Steinmeier begeistert

An einem der vorderen Biertische sitzt Joseph Adlhoch. Von Regenstauf ist er hergekommen, mit ihm insgesamt 50 andere Mitglieder des SPD-Ortsvereins. Der 81-Jährige ist einer der unerschütterlichen bayerischen Sozialdemokraten, der sich von keiner der schier endlosen Serie von Wahlpleiten hat vertreiben lassen. In seinem Ortsverein zählt sein Wort bis heute. Sein Urteil über Steinmeier: "Der kann's." Adlhoch sagt das aber nicht nur so einfach, er greift sich an sein Hemd und sagt nach der Steinmeier-Rede mit einer Mischung aus Begeisterung und Rührung: "Das ist mir richtig ans Herz gegangen."

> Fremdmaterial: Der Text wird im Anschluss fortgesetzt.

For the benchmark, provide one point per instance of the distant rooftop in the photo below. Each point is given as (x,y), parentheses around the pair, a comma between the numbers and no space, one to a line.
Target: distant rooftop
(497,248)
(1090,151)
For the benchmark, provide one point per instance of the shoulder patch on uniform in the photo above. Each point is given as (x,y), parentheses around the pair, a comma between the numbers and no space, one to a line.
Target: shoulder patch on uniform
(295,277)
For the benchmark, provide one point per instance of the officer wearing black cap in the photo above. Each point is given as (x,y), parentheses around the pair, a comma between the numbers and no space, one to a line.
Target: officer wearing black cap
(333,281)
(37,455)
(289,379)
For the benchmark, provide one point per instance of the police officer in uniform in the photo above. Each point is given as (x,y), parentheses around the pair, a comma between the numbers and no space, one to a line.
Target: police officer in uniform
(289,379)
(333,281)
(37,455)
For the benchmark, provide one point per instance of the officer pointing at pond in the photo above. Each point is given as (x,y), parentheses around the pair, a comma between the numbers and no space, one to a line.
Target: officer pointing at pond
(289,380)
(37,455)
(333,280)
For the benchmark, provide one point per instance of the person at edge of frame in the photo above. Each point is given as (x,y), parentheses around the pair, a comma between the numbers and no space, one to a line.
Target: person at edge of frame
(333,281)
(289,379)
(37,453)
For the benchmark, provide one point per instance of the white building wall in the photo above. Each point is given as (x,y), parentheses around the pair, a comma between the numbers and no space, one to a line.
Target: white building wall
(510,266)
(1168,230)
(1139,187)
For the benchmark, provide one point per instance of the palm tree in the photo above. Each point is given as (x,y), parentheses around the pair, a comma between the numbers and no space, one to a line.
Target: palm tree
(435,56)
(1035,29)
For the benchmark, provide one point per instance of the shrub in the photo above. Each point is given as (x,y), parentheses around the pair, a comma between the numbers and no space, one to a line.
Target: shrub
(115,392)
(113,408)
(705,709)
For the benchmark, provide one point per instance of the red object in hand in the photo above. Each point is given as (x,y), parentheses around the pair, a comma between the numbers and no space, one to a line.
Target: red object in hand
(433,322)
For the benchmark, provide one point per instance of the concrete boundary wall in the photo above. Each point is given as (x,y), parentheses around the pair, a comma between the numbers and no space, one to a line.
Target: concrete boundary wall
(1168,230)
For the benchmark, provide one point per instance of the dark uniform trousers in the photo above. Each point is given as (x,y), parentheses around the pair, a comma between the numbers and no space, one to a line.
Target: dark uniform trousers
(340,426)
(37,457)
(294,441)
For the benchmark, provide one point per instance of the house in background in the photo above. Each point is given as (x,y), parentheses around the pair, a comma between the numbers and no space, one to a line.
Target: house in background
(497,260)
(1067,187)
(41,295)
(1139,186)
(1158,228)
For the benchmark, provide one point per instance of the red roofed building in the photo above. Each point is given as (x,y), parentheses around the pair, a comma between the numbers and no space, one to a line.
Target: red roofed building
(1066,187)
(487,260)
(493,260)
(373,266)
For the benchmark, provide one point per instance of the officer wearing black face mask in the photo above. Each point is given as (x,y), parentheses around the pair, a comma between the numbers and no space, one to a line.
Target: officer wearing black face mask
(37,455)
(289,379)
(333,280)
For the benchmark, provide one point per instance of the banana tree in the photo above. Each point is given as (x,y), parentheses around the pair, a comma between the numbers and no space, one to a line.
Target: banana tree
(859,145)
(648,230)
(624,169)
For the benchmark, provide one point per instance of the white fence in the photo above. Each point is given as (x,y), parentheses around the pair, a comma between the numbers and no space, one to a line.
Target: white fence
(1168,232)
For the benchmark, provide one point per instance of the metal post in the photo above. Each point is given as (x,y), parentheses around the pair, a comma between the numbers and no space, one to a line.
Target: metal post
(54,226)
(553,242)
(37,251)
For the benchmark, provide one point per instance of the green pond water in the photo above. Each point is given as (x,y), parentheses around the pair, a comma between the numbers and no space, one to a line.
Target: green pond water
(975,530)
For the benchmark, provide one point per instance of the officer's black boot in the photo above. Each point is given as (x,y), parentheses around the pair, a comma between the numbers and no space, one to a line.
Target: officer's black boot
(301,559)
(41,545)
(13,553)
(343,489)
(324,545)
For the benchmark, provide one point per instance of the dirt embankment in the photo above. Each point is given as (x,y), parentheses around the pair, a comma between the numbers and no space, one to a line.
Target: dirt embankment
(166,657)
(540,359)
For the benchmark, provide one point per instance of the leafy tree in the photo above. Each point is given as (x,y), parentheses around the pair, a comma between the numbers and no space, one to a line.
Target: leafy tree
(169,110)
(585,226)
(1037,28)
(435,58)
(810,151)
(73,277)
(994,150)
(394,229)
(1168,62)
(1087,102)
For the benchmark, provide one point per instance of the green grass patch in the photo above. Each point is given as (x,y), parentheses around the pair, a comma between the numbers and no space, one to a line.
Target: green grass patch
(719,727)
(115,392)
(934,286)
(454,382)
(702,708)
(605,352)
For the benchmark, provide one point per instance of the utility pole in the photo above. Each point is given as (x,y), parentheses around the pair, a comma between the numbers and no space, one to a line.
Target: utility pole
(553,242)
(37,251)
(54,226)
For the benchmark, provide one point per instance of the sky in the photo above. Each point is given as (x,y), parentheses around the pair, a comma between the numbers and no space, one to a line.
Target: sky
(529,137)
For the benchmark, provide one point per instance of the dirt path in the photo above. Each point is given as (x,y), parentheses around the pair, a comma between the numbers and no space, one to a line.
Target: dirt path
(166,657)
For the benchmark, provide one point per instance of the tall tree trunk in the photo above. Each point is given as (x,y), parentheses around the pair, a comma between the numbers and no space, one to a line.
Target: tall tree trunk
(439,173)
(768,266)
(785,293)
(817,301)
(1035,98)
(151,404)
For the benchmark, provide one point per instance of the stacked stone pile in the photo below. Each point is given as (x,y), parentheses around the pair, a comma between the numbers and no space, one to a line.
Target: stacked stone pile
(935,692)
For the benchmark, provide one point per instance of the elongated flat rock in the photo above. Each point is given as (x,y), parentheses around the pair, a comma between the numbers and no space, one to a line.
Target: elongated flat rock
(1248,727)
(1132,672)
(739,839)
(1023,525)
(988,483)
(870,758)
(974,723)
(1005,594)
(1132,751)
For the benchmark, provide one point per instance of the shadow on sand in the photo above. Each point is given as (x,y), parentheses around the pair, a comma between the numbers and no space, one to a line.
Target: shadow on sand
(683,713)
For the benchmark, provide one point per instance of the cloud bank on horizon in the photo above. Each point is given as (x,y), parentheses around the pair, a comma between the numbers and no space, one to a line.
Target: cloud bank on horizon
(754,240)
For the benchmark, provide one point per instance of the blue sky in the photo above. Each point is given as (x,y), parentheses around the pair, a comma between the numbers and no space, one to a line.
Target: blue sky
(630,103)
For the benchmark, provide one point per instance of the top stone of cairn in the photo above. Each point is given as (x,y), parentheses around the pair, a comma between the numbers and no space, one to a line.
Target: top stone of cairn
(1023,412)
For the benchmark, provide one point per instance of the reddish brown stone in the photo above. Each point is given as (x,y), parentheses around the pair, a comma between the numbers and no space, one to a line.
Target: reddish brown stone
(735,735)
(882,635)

Steinmeier begeistert seine Zuhörer, indem er sich ein Stück neu erfindet. Weg vom staatstragenden Minister, als der er sich als Außenminister bei seinem ersten Auftritt im bayerischen Wahlkampf vor wenigen Wochen präsentiert hatte. Jetzt zeigt er den Wahlkämpfer: In seine sonst sonore Stimme kann er Leidenschaft packen, seine seriösen Ausführungen ersetzt er durch Frechheit. "Nicht mal der Tisch, auf den sie angeblich gehauen haben, hat eine Delle. Ich habe nämlich nachgeguckt, da war nichts zu sehen", sagt Steinmeier zu der von Erwin Huber und Günther Beckstein beschworenen Durchsetzungskraft der CSU bei Bundeskanzlerin Angela Merkel.

Fulminanter Empfang

Steinmeier hat sich offensichtlich mit der Lage in Bayern intensiv beschäftigt. Er schmeichelt den Regensburgern. Er lobt Maget über den grünen Klee. Und er teilt immer wieder gegen die CSU aus. Er könne sich gut vorstellen, dass "der Edmund Stoiber in die Tischkante beißt und zum Himmel fleht, Herrgott, lasst mich selbst wieder ran". Klatschnass geschwitzt ist Steinmeiers weißes Hemd am Ende seiner kämpferischen Rede, die nicht nur die SPD-Anhänger, sondern auch viele vom "normalen" Publikum bejubeln - und die Steinmeier am Ende in der Aussicht auf einen Regierungswechsel im CSU-Land gipfeln lässt: "Liebe Leute, das sind vielleicht Zeiten, ich sage euch, Wendezeiten in Bayern."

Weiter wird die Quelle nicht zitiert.